Speaking out when there is
Speaking out when there is disagreement with the hierarchy is not heresy if you are right. The hierarchy is NOT the Church. WE are the Church. If we see something is not right, we have an obligation to speak up. Wills is fulfilling that obligation and is being true to his conscience. The blind obedience to church leaders is a safe way out of having to truly form one's conscience and discern what is right and what is wrong. Many of us, like Wills, love our Church but are afraid that the leadership is more concerned with the exercise of power than about the well-being of all of the members of the Body of Christ. I hope that no one will want to tell me that the hierarchy was correct when they excommunicated Galileo for teaching the truth - that the earth was not the center of the universe. If the hierarchy can be wrong about that and many other things throughout its history, why should they not be questioned now?
We should thank John Allen
We should thank John Allen for the work that went into this article. I'm not sure why he didn't mention two books of Wills that are recent "What Jesus Meant" and "What Paul Meant"--no matter what Wills claims I suspect he'll be out one or these years with another "Meant" book.
I've come late to this article but I've enjoyed it but haven't had time to read all the comments so I might be repeating someone.
I live in very rural America (500 in my town)--the next town five miles away has 600. There is Mass there once a week on Saturday afternoon--the priest has to come 20 miles over moutainous roads. We get about 35-45 at Mass. Very few young people, if any. I'm 74 and most people are my age or older. There were plenty of Catholics here and actually still are plenty of baptized Catholics--but few at Mass.
So as Wills says--the church is becoming irrelevant.
On Saturday mornings I go to the local United Church of Christ for a discussion of "Faith and Issues" with my many Protestant friends.
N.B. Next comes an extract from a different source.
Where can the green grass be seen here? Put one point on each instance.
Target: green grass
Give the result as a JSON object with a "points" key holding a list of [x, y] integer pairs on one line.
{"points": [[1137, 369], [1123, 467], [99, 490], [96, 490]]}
They struggle with belief. I don't know why but I don't---like Wills, I guess, I'm just a believing Catholic but not a papal Catholic--really a "Mass Catholic".
I didn't catch in the article that he didn't beleive in the "real presense" as someone claimed. I do. I feel lucky in the liturgy--something I hang on to which also hangs on to me. My UCC friends don't have this.
Wills is at a place where lots of Catholics are, ignoring the bishops and the Pope. One of the reasons I ignore all these men is that they've ignored Catholics in the church---they promulgate all of their condemnations (wholly sexual) to abstractions.
So finally good for Wills and good for Allen.
Dick Gaffney
Brother Gary, Sincere wishes
Brother Gary, Sincere wishes of grace and peace on this special day to you and your loved ones. The feast of the Immaculate Conception! Pray for our Mother, the Church upon earth, which rests securely in the Father's Isaiahian promise "..Fear not, for I have redeemed you; I have called you by name; you are mine". Once today is over , return to your Advent prayer and fasting with a glad heart; in anticipation of the Solemnity of Christmas ADESTE FIDELIS!... Grace and Peace with prayers always...
I do not know much about
I do not know much about Garry Wills. He appears to be a complex personality. I am a cradle Catholic who at times believes that many Catholic clerics have lost their moral compasses. I would not say that Wills has lost his moral compass but he does remind me of Catholic clerics who believe that they have all the answers and will not carry on dialogue with certain people.